CALDERONI: Jak mechanicznie walczyć z chwastami? Pokazy maszyn w sadzie SGGW

 

Podczas tegorocznego Dnia Otwartego Sadu Doświadczalnego SGGW w Wilanowie tradycyjnie odbywały się pokazy maszyn sadowniczych. Jedną z nich była maszyna włoskiej marki Calderoni prezentowana przez firmę Activ z Belska Dużego. Podczas pokazu w sadzie pracowała glebogryzarka, jednak przedstawiciele firmy omówili również działanie innych „ramion”, czyli narzędzi, które mogą współpracować korpusem maszyny.

Włoska marka Calderoni tworzy maszyny, których zadaniem jest mechaniczna uprawa międzyrzędzi. Podstawą maszyny jest korpus – do niego w zależności od naszych potrzeb dobieramy przystawki. W wilanowskim sadzie firma Activ zaprezentowała pracę glebogryzarki, której zadaniem jest spulchnianie gleby oraz usuwanie chwastów. Głębokość i kąt wchodzenia noży w glebę jest regulowany dowolnie przez operatora ciągnika. W górnej części przystawki zamontowana jest czujnik, który ma za zadanie chronić drzewa przed uszkodzeniami – po dotknięciu drzewa przez dźwignię, glebogryzarka omija pień drzewa.
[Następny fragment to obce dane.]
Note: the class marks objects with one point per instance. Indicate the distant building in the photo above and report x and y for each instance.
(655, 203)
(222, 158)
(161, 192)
Do samego zwalczania chwastów, bez uprawy gleby, najlepszym rozwiązaniem jest przystawka bio-rotor, czyli chwastownik, który usuwa chwasty za pomocą żyłek (działa na zasadzie kosy spalinowej z żyłką). Wraz z upływem pracy żyłki zużywają się i wówczas należy ręcznie wysunąć je ponownie z odpowiednim zapasem. Robi się to w prosty i szybki sposób. Na filmie zaprezentowany jest mechanizm wysuwania żyłek oraz wymiany całej szpuli.

Innym rozwiązaniem do mechanicznego usuwania chwastów jest kosiarka z pionowymi nożami w formie dysku koszącego.  Obrotowa tarcza wyposażona jest w trzy noże, które ścinają chwasty. Podobnie jak w przypadku glebogryzarki, tak i tutaj zastosowany jest czujnik, który po dotknięciu pnia drzewa, odsuwa tarczę, chroniąc tym samym roślinę przed ewentualnym uszkodzeniem. Kształt przystawki i tak pozwoli na pracę w bardzo bliskiej odległości od pnia.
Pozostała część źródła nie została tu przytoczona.